Mesmo com suas defasagens nutricionais e até em termos de custo – a cesta básica poderia, de acordo com Flávia, incluir uma variabilidade sazonal de frutas e verduras e diminuir os itens que são industrializados mantendo um custo igual ou menor que o atual. É impossível deslocar a cesta básica de um protagonismo na discussão da segurança alimentar, embora também seja necessário integrá-la a outras iniciativas, como políticas públicas de subsídio alimentar para estudantes e trabalhadores e outras propostas que visam à redistribuição de renda.
“A composição da cesta básica continua sendo muito central por conta da cultura. É fácil as pessoas entenderem o que ela representa em termos do cotidiano. Essa centralidade vem não só da crise sanitária e econômica, mas da população saber o que isso representa para a sobrevivência diária. As pessoas querem ter um emprego, uma renda e a sobrevivência garantida. O mais básico que a gente consegue quando pensa na soberania cotidiana é a alimentação”, afirma Flávia.

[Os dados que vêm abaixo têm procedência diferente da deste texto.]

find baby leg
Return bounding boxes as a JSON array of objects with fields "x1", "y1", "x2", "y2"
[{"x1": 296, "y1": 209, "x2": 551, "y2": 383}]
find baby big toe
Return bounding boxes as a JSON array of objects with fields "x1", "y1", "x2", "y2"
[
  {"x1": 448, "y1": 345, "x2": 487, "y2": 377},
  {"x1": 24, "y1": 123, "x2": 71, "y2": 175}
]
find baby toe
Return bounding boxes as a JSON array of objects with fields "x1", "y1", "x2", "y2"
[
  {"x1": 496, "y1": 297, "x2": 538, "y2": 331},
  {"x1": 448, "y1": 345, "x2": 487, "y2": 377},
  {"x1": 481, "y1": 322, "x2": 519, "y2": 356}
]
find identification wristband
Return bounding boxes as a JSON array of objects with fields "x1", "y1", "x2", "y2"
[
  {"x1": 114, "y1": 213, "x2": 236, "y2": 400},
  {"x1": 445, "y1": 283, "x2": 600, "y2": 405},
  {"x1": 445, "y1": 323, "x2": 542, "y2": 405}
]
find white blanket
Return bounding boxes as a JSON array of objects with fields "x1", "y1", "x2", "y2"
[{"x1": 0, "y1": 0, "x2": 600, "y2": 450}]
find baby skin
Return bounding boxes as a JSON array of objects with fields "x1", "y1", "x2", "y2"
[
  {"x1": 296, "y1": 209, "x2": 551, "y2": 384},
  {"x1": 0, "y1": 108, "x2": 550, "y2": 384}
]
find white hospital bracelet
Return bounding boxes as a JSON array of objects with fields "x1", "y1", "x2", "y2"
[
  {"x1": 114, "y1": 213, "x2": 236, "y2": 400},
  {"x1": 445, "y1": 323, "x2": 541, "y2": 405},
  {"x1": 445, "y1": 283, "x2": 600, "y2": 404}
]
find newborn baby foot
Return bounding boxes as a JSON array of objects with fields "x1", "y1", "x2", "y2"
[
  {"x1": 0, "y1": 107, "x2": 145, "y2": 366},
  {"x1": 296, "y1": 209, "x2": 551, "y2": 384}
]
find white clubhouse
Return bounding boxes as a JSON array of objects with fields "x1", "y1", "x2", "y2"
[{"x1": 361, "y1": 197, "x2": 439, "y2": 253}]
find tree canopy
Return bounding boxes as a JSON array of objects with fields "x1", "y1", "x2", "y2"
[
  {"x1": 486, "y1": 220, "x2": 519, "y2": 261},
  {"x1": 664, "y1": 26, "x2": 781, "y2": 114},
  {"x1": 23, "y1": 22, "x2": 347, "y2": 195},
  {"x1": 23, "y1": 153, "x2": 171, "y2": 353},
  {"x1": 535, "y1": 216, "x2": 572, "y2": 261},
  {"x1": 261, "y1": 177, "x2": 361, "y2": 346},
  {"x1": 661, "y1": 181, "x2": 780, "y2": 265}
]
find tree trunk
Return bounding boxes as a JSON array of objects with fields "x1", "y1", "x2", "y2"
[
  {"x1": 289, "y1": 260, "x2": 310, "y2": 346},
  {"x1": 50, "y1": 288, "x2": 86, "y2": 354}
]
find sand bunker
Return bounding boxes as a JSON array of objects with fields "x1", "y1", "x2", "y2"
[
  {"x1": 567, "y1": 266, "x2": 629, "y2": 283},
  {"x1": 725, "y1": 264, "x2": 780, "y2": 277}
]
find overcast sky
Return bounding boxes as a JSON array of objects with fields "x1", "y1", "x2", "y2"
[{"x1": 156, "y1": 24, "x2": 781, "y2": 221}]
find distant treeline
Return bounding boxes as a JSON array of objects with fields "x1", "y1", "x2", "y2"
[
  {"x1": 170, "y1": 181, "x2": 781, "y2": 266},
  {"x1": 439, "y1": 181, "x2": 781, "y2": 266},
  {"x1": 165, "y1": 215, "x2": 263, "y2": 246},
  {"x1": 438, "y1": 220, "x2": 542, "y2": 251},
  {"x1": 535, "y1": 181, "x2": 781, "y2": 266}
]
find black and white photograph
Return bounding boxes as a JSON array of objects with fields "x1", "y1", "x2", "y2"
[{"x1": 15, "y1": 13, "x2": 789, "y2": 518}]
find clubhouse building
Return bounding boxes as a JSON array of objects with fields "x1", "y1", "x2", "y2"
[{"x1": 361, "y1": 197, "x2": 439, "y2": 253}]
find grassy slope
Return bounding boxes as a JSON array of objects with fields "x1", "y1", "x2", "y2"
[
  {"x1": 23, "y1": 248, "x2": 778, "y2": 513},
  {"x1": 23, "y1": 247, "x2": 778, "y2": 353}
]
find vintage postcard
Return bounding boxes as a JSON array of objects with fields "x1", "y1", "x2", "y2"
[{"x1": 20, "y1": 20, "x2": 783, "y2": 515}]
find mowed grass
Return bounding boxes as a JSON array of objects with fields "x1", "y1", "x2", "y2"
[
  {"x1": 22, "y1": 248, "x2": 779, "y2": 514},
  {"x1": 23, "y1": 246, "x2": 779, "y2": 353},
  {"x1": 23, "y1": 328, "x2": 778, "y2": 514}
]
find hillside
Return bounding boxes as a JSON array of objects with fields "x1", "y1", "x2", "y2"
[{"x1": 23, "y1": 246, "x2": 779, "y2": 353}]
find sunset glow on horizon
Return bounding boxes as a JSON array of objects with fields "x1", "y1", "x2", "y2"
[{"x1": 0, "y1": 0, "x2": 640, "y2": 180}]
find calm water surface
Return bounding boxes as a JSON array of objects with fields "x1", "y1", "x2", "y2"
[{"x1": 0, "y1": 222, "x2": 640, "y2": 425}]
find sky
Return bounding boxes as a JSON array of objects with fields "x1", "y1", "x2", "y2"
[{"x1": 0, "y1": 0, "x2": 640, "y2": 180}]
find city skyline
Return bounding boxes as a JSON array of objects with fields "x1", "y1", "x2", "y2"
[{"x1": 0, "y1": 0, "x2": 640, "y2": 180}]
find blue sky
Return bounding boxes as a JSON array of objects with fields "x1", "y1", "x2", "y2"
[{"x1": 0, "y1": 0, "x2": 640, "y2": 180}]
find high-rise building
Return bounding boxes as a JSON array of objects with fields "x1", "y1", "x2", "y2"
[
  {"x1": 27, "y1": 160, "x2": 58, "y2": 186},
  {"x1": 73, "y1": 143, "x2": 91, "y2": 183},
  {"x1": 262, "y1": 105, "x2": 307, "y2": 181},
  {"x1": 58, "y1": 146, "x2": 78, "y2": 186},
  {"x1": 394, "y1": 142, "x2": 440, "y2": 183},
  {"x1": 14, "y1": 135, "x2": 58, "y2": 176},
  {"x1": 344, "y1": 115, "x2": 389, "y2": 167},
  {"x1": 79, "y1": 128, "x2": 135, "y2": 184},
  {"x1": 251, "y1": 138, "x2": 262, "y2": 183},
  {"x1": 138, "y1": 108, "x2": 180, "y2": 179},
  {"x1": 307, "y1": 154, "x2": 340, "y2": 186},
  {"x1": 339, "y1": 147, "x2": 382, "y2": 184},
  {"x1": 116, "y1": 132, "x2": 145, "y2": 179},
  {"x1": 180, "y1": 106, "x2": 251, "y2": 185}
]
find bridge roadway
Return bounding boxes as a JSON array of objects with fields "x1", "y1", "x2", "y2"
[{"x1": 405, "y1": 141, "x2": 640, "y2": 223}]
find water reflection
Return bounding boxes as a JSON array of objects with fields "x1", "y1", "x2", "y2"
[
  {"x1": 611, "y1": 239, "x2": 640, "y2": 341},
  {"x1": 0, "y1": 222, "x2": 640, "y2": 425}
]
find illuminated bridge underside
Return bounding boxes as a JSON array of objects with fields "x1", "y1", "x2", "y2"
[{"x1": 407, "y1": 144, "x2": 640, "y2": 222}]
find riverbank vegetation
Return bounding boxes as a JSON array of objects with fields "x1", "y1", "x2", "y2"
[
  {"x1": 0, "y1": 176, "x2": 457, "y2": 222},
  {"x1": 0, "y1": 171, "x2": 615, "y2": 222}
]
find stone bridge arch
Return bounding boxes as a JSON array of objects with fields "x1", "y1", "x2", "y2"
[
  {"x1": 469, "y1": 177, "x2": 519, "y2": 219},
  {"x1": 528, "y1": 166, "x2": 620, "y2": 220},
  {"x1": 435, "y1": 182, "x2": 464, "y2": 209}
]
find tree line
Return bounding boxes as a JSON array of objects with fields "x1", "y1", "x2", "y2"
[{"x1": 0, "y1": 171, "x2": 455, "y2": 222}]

De acordo com o Índice Nacional de Preços ao Consumidor Amplo (IPCA), houve um aumento no preço de todos os alimentos considerados base para a dieta alimentar no Brasil. Os que mais aumentaram em comparação ao ano anterior foram o óleo de cozinha, com um crescimento de 103% no preço médio, e o arroz, com crescimento de 76%. Sem perspectivas de uma mudança no cenário nacional a curto prazo, cresce a pressão para a criação de políticas capazes de garantir a segurança alimentar. A questão é que já existe uma série de isenções para os produtos alimentícios, criadas exatamente para que estes itens cheguem à mesa do consumidor por um preço mais acessível – mas nem sempre é a população que lucra com essa política.